Katcoff Hannah, Wenzlaff Angela S, Schwartz Ann G
*Department of Epidemiology, University of Michigan School of Public Health, Ann Arbor, Michigan; and †Karmanos Cancer Institute, Department of Oncology, Wayne State University School of Medicine, Detroit, Michigan.
J Thorac Oncol. 2014 Mar;9(3):355-61. doi: 10.1097/JTO.0000000000000077.
Although lung cancer is the leading cause of cancer death in women, few studies have investigated the hormonal influence on survival after a lung cancer diagnosis and results have been inconsistent. We evaluated the role of reproductive and hormonal factors in predicting overall survival in women with non-small-cell lung cancer (NSCLC).
Population-based lung cancer cases diagnosed between November 1, 2001 and October 31, 2005 were identified through the Metropolitan Detroit Surveillance, Epidemiology, and End Results Registry. Interview and follow-up data were collected for 485 women. Cox proportional hazard regression models were used to determine hazard ratios (HRs) for death after an NSCLC diagnosis associated with reproductive and hormonal variables.
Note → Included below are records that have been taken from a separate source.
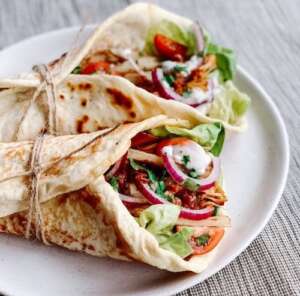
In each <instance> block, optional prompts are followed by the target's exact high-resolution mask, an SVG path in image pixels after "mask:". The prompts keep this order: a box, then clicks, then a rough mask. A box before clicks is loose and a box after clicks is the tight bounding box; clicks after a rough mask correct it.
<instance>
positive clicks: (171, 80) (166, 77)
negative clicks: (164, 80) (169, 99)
mask: <svg viewBox="0 0 300 296" xmlns="http://www.w3.org/2000/svg"><path fill="white" fill-rule="evenodd" d="M164 79H165V81H166V82H167V83H168V84H169V85H170V86H172V85H173V84H174V81H175V79H174V77H173V76H172V75H165V77H164Z"/></svg>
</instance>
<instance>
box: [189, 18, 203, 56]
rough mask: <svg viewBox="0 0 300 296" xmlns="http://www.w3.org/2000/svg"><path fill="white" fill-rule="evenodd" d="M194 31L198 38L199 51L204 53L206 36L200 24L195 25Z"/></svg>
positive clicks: (198, 48) (194, 23)
mask: <svg viewBox="0 0 300 296" xmlns="http://www.w3.org/2000/svg"><path fill="white" fill-rule="evenodd" d="M192 30H193V32H194V34H195V37H196V44H197V51H198V52H202V51H203V50H204V46H205V45H204V34H203V30H202V28H201V26H200V25H199V24H198V23H194V24H193V26H192Z"/></svg>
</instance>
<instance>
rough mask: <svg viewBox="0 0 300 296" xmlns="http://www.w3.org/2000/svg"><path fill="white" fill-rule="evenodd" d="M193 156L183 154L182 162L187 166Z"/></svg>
mask: <svg viewBox="0 0 300 296" xmlns="http://www.w3.org/2000/svg"><path fill="white" fill-rule="evenodd" d="M190 160H191V158H190V156H189V155H183V156H182V162H183V164H184V165H185V166H187V164H188V163H189V162H190Z"/></svg>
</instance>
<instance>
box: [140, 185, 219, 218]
mask: <svg viewBox="0 0 300 296" xmlns="http://www.w3.org/2000/svg"><path fill="white" fill-rule="evenodd" d="M137 188H138V190H140V192H141V193H142V194H143V195H144V197H145V198H146V199H147V200H148V202H149V203H151V204H154V205H156V204H172V203H171V202H169V201H167V200H165V199H164V198H162V197H160V196H158V195H157V194H156V193H155V192H154V191H153V190H151V188H150V186H149V185H148V184H145V183H142V182H139V183H138V184H137ZM213 212H214V208H213V207H209V208H205V209H200V210H192V209H188V208H183V207H181V209H180V214H179V217H180V218H185V219H190V220H202V219H206V218H208V217H211V216H212V215H213Z"/></svg>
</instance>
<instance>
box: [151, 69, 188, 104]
mask: <svg viewBox="0 0 300 296" xmlns="http://www.w3.org/2000/svg"><path fill="white" fill-rule="evenodd" d="M163 79H164V73H163V71H162V69H159V68H156V69H154V70H153V71H152V80H153V82H154V84H155V85H156V86H157V90H158V92H159V95H160V96H161V97H163V98H165V99H167V100H176V101H180V100H182V96H180V95H179V94H178V93H176V92H175V91H174V90H173V89H172V88H170V87H167V86H165V85H164V83H163Z"/></svg>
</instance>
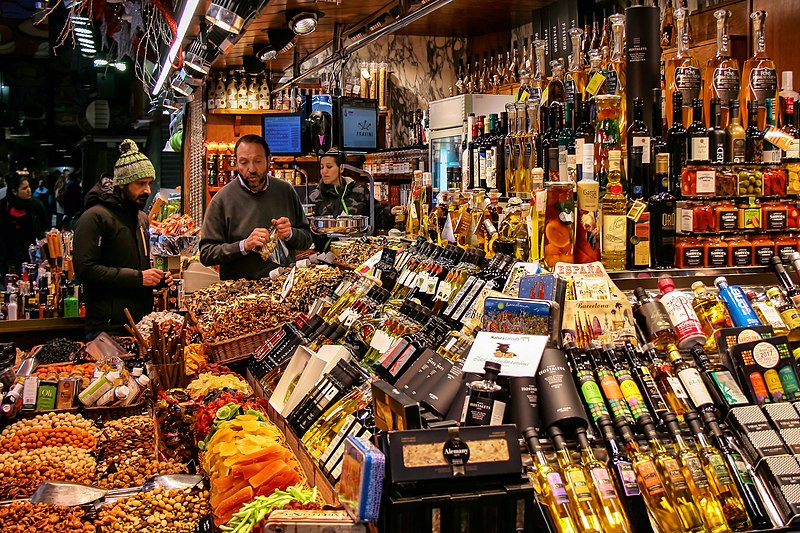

Use of hormone therapy (HT) was associated with improved survival (HR, 0.69; 95% confidence interval, 0.54-0.89), adjusting for stage, surgery, radiation, education level, pack-years of smoking, age at diagnosis, race, and a multiplicative interaction between stage and radiation. No other reproductive or hormonal factor was associated with survival after an NSCLC diagnosis. Increased duration of HT use before the lung cancer diagnosis (132 months or longer) was associated with improved survival (HR, 0.54; 95% confidence interval, 0.37-0.78), and this finding remained significant in women taking either estrogen alone or progesterone plus estrogen, never smokers, and smokers.
These findings suggest that HT use, in particular use of estrogen plus progesterone, and long-term HT use are associated with improved survival of NSCLC.
尽管肺癌是女性癌症死亡的主要原因,但很少有研究调查激素对肺癌诊断后生存情况的影响,且结果并不一致。我们评估了生殖和激素因素在预测非小细胞肺癌(NSCLC)女性患者总生存中的作用。
通过底特律都会区监测、流行病学和最终结果登记处,确定了2001年11月1日至2005年10月31日期间诊断的基于人群的肺癌病例。收集了485名女性的访谈和随访数据。使用Cox比例风险回归模型来确定与生殖和激素变量相关的NSCLC诊断后死亡的风险比(HR)。
在调整了分期、手术、放疗、教育水平、吸烟包年数、诊断时年龄、种族以及分期与放疗之间的相乘交互作用后,激素治疗(HT)的使用与生存改善相关(HR,0.69;95%置信区间,0.54 - 0.89)。没有其他生殖或激素因素与NSCLC诊断后的生存相关。肺癌诊断前HT使用时间延长(132个月或更长)与生存改善相关(HR,0.54;95%置信区间,0.37 - 0.78),这一发现在单独使用雌激素或使用孕激素加雌激素的女性、从不吸烟者以及吸烟者中仍然显著。
这些发现表明,HT的使用,特别是雌激素加孕激素的使用以及长期HT使用与NSCLC患者生存改善相关。